Fixing Nested groups with winbind part 1: Why the hell is it broken?

I've previously mentioned nested groups not working on our active directory/winbind/FreeBSD setup. For some reason groups in groups were not properly unfolded by winbind. I suspected this to be because the "domain functional level" was "windows 200 mixed", which is more compatible with older DC's. By now, we've moved to a new DC and raised the level to "windows 2003 native". Unfortunately, this didn't help one tiny bit. Still broken.

For example, the user mkooijma is present in various groups on our AD. Most of these groups are also member of the Actievelingen group, so mkooijma should be too. Yet, running id mkooijma, gives

uid=10008(mkooijma) gid=10000(Domain Users) groups=10000(Domain Users),
11001(Beheer), 11013(KasCo), 11004(BoCie), 11019(NoiZiA), 11029(Webredactie)


So, no Actievelingen group there.

Again motivated to start digging into source code to find out why this is, I ended up finding a nice big FIXME in the code. That part of the code, which was used by the id utility on FreeBSD (and presumably also by the file system), does not support nested groups.

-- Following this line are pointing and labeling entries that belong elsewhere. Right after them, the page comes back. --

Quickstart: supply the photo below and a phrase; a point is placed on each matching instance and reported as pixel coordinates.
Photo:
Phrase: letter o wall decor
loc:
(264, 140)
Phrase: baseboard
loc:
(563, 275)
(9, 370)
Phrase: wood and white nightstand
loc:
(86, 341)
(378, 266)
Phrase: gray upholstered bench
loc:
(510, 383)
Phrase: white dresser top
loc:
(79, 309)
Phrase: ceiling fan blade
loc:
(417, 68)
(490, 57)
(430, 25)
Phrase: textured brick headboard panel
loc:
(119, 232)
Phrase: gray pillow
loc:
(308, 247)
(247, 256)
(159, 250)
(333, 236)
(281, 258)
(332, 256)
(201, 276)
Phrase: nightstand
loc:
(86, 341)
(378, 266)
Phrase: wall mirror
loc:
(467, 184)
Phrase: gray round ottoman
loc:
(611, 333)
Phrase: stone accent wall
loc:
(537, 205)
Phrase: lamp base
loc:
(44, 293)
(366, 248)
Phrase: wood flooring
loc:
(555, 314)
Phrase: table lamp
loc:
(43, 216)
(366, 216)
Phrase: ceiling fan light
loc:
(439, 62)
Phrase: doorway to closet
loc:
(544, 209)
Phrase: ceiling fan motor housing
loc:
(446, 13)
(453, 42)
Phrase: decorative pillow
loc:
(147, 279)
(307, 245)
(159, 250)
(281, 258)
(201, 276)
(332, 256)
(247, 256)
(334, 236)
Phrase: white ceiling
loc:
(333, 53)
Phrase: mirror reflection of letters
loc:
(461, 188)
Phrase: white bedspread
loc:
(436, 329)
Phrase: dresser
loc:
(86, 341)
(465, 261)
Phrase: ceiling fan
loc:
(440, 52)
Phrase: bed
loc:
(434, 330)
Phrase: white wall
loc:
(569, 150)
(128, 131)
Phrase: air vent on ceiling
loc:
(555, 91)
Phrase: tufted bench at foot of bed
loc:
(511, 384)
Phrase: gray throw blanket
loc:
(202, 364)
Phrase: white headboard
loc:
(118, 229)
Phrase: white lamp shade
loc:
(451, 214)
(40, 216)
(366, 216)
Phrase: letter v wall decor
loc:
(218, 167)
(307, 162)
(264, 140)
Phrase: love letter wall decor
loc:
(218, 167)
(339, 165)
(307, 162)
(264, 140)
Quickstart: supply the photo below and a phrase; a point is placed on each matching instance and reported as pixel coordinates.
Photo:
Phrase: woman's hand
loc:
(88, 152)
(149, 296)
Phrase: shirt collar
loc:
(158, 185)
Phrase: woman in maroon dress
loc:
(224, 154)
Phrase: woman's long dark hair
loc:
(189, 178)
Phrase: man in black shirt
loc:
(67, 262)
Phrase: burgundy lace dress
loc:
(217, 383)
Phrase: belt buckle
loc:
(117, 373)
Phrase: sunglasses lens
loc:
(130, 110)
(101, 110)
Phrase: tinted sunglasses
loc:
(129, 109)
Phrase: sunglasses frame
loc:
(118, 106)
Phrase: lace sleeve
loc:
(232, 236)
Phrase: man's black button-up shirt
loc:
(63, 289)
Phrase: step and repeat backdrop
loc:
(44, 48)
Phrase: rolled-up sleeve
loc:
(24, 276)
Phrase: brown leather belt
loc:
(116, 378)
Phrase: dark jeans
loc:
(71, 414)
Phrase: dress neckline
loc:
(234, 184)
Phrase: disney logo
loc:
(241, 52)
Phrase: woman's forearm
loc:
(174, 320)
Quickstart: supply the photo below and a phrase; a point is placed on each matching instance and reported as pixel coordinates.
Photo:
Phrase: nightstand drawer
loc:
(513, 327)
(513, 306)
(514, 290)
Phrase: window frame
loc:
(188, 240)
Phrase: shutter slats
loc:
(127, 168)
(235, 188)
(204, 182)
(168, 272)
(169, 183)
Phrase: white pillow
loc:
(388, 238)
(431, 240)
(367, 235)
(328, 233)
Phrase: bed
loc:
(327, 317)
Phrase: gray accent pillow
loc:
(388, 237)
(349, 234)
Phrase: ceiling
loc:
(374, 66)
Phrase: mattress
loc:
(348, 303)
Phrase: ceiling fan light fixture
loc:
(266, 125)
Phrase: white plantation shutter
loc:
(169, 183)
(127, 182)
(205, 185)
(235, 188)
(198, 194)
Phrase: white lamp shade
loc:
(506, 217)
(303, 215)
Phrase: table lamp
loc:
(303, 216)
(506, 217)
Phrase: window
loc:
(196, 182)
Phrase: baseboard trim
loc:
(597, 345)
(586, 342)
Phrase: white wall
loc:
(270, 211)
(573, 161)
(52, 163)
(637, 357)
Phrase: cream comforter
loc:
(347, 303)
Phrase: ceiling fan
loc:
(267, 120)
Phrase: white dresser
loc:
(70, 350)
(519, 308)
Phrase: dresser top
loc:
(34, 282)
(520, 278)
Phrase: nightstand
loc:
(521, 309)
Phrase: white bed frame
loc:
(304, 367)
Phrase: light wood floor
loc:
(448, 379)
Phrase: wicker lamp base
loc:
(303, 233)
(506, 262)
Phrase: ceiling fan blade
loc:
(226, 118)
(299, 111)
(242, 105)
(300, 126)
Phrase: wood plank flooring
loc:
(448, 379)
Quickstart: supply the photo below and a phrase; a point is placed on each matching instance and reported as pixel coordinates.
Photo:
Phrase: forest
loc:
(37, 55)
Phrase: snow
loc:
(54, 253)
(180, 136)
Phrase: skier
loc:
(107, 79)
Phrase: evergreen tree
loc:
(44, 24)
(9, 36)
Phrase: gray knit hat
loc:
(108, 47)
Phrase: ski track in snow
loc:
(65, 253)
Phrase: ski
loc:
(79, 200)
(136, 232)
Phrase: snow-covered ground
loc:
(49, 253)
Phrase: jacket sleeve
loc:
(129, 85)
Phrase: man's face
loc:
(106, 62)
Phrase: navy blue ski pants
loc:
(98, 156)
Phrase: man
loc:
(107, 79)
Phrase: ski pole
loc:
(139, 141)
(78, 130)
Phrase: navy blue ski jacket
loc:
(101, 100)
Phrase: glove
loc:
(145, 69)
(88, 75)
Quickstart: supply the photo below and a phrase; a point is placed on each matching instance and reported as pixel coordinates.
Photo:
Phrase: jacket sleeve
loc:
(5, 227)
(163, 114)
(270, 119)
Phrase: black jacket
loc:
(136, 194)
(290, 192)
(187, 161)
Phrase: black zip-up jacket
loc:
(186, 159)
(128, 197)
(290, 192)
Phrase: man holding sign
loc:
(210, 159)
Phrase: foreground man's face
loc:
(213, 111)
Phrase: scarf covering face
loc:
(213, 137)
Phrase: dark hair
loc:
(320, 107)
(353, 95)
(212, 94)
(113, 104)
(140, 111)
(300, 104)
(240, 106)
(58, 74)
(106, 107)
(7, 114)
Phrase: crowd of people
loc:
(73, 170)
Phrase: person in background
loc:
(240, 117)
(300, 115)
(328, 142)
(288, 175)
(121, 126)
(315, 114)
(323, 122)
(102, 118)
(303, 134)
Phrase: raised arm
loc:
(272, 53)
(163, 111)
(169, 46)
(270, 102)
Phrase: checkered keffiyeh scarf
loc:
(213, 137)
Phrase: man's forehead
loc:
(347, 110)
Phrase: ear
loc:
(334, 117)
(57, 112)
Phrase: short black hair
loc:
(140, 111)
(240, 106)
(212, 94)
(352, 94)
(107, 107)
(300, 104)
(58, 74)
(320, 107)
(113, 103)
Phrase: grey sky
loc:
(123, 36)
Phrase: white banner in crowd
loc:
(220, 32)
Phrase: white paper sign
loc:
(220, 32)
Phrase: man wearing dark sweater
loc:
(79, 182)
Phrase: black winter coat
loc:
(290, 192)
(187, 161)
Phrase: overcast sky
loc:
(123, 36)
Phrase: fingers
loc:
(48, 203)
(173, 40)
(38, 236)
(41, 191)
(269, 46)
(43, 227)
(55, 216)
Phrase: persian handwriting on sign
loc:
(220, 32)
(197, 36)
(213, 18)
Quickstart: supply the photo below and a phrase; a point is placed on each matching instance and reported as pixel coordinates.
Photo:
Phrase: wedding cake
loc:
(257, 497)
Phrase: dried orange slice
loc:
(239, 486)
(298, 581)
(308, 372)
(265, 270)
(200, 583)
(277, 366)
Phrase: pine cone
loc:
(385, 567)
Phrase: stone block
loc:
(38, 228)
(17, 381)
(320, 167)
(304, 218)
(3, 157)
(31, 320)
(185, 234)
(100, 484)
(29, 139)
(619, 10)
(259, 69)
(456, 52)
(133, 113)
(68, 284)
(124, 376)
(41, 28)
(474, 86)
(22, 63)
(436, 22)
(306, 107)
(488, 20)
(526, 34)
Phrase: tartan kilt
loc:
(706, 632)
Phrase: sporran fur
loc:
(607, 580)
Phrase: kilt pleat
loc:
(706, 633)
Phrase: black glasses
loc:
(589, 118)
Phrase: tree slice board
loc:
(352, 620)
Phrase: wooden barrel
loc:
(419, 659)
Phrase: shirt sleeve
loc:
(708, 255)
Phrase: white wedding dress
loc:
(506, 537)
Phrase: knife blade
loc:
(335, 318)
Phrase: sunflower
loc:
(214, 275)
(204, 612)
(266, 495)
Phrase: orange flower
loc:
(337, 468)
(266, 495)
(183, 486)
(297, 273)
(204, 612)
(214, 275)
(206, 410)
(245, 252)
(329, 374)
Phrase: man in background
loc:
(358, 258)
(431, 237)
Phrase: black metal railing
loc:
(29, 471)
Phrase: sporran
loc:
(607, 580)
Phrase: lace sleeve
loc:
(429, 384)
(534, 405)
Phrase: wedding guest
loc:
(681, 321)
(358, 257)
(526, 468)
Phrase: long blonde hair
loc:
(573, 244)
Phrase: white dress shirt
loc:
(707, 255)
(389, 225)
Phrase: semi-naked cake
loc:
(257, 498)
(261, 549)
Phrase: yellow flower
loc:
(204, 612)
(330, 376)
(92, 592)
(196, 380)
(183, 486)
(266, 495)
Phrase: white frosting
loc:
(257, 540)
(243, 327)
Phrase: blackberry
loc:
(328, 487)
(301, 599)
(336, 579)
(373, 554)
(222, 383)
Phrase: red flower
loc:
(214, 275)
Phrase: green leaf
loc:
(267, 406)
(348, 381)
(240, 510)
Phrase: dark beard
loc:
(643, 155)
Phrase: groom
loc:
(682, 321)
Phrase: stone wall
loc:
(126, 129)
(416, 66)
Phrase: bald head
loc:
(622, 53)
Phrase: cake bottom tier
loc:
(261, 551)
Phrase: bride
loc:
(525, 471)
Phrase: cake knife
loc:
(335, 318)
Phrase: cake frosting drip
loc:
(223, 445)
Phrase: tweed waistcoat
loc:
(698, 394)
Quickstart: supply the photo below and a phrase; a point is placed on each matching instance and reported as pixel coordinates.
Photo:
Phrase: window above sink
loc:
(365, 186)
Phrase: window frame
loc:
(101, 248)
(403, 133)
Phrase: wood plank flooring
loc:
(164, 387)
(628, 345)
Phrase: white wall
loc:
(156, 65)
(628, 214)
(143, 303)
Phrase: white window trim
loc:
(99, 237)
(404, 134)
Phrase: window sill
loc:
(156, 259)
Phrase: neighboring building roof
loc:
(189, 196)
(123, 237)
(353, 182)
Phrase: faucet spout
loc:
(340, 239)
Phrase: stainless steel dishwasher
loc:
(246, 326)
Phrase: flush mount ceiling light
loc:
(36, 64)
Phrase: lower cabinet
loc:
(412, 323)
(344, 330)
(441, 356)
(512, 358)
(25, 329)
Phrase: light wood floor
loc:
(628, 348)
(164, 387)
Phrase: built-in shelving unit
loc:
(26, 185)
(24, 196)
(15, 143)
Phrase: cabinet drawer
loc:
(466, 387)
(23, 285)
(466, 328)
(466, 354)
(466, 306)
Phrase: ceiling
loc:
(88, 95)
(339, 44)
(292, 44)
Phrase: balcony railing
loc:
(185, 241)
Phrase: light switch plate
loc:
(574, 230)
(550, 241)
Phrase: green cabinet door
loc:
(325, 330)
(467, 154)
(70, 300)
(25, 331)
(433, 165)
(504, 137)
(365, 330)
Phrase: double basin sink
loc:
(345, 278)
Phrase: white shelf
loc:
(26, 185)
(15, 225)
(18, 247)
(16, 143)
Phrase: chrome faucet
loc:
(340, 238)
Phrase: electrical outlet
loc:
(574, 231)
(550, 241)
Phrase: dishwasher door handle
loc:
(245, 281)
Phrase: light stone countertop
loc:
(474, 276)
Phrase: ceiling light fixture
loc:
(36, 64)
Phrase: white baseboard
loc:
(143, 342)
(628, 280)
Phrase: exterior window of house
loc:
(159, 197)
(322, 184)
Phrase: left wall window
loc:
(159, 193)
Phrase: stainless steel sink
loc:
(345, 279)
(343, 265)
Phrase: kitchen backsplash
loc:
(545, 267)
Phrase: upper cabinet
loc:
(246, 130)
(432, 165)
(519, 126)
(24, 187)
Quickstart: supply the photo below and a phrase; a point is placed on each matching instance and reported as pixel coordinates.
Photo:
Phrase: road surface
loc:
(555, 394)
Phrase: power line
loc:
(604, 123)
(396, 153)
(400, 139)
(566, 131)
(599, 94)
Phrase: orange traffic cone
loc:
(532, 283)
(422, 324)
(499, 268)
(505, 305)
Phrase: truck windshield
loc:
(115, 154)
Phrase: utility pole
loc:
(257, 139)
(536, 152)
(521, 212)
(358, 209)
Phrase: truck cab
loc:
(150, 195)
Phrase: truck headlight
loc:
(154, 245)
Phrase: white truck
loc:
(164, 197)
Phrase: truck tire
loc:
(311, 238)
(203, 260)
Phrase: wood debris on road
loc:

Seeing a fine oppurtunity to do some coding, I've hacked up a couple of lines of code to supported nested groups there. And I'll be damned, but it worked. Running id mkooijma now gives:

uid=10008(mkooijma) gid=10000(Domain Users) groups=10000(Domain Users),
11001(Beheer), 11013(KasCo), 10001(Actievelingen), 11004(BoCie),
11019(NoiZiA), 10002(Webmasters.nested), 11029(Webredactie)


Nice job, so I submitted my patch to the samba-technical mailing list yesterday. I also started hanging out in #samba-technical, where I got into a discussion with Wilco (which I happen to know IRL) this morning about my patch. We discussed in what way I could make it not break on groups that are members of themselves (indirectly), or users that would end up in the same group multiple times. A few minutes into this discussion, vl walked in on IRC. Since he apparently has been working on winbind group mappings before, he pointed me on a few more fundamental flaws of my approach.

It turns out that fixing the getgrent NSS interface is not really the way to go, for two reasons.

• Samba's getgrent interface is not really working that well. It does not support everything as it should, such as nested groups. Yet, the code is stable now, and trying to support nested groups, but not accounting for all possible scenarios will make the code unstable. Or more to the point:

17:01 < blathijs> okay, so the current code doesn't work but doesn't break
17:01 < blathijs> but my patch makes it break :-)

• Using getgrent for finding the groups a user is in is terribly inefficient. In short, getgrent returns a list of members for a group. So, to get the groups a user is on using getgrent the code has to iterate all existing groups and see if the user is in that particular group. Doable for a couple of groups, but it will not scale to hundreds or thousands groups and users.

Also, since active directory and LDAP store group membership as "memberOf" attributes for the users, creating a list of members for a group probably involves iterating all users to find members (not sure about that though).

It turns out there is a getgrouplist function in FreeBSD and there is also a getgrouplist function in winbind. Yet, when calling getgrouplist, this call is not forwarded to winbind through nsswitch, but implemented by iterating with getgrent (as described above. getgrent is forwarded through nsswitch). So, FreeBSD should just call getgrouplist through nsswitch and be done with it?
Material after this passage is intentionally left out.